Once the family structure has been explored and mapped with the mother, it is important to seek consent from the mother about who can be involved and informed about her care, and how much information can be shared (full, partial or no information).

These decisions also need to be clearly documented in the mother’s notes.

Actions to consider

Services should:

  • assess the mother’s capacity to consent to sharing information. If she does not have capacity, then follow local safeguarding and Mental Capacity Act policies. A clinical decision will need to be made about whether it is in the mother’s and baby’s best interests to involve others
  • fulfil the duty to share specific information relating to the baby’s care and wellbeing with the other parent, if there is shared parental responsibility for the baby. This may be particularly important if the mother’s mental health disorder is affecting her ability to provide care for the baby
  • once consent has been provided to make contact and/or share information, ensure this is done.

Services could:

  • consider whether generic information can be shared without breaching confidentiality, if consent is not given to share specific details. For example, if a mother does not want information about her health or care to be shared with her partner or family member, can general information be provided on mental health disorders?
  • check whether there is an advance decision in place about who should be involved and how, if the mother’s current capacity or decision-making is impaired
  • encourage the mother to make an advance decision about involving others if she is currently well enough, which may be helpful if her symptoms deteriorate or she becomes unwell again in the future
  • be aware that if a mother is experiencing delusions these may involve her partner or other family members. This may result in her refusing contact or consent from them to be involved in her care. Although this can be very upsetting and destabilising for the family, the mother’s wishes should be adhered to, subject to any advance decisions. Safeguarding policies must be complied with at all times. It may take some time to establish whether the mother’s concerns about a family member are due to a delusion or a reality. The partner or family member may feel excluded and under suspicion. Take care to sensitively gain objective perspectives, where possible
  • hold the whole family in mind when developing care plans, even if the mother has not consented for the family to be directly involved. The care plan may have implications for the family, such as planning leave or discharge back home. Discuss with the mother whether and how to involve the family for these aspects of the care plan
  • check consent decisions periodically, because consent is a dynamic process and feelings about others may change over the course of the mother’s contact with services.

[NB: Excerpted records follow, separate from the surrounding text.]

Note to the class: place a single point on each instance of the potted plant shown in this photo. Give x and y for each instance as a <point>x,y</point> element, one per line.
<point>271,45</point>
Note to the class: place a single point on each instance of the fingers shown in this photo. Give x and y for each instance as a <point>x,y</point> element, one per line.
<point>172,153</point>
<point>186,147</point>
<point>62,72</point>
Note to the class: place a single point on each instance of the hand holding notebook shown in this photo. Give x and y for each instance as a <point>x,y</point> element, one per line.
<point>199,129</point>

Parental responsibility (PR)

Always prioritise safeguarding. Escalate concerns and consult with relevant legal departments within the trust.

  • Some partners may not have PR. For example, where the baby’s birth has not yet been registered and the couple are not married or in a civil partnership, the father does not have PR. Stepparents may be at home with older children, without PR for those children.
  • In some families both parents have PR but disagree about the child’s best interests. For example, parents may be separating and a father with PR may refuse permission for the child to be admitted to a MBU.
  • Sometimes it is necessary to override the wishes of parents with PR even if they agree with each other. For example, a partner who is on the sex offenders register may not be allowed to visit a mother and baby in an MBU, despite the wishes of both parents.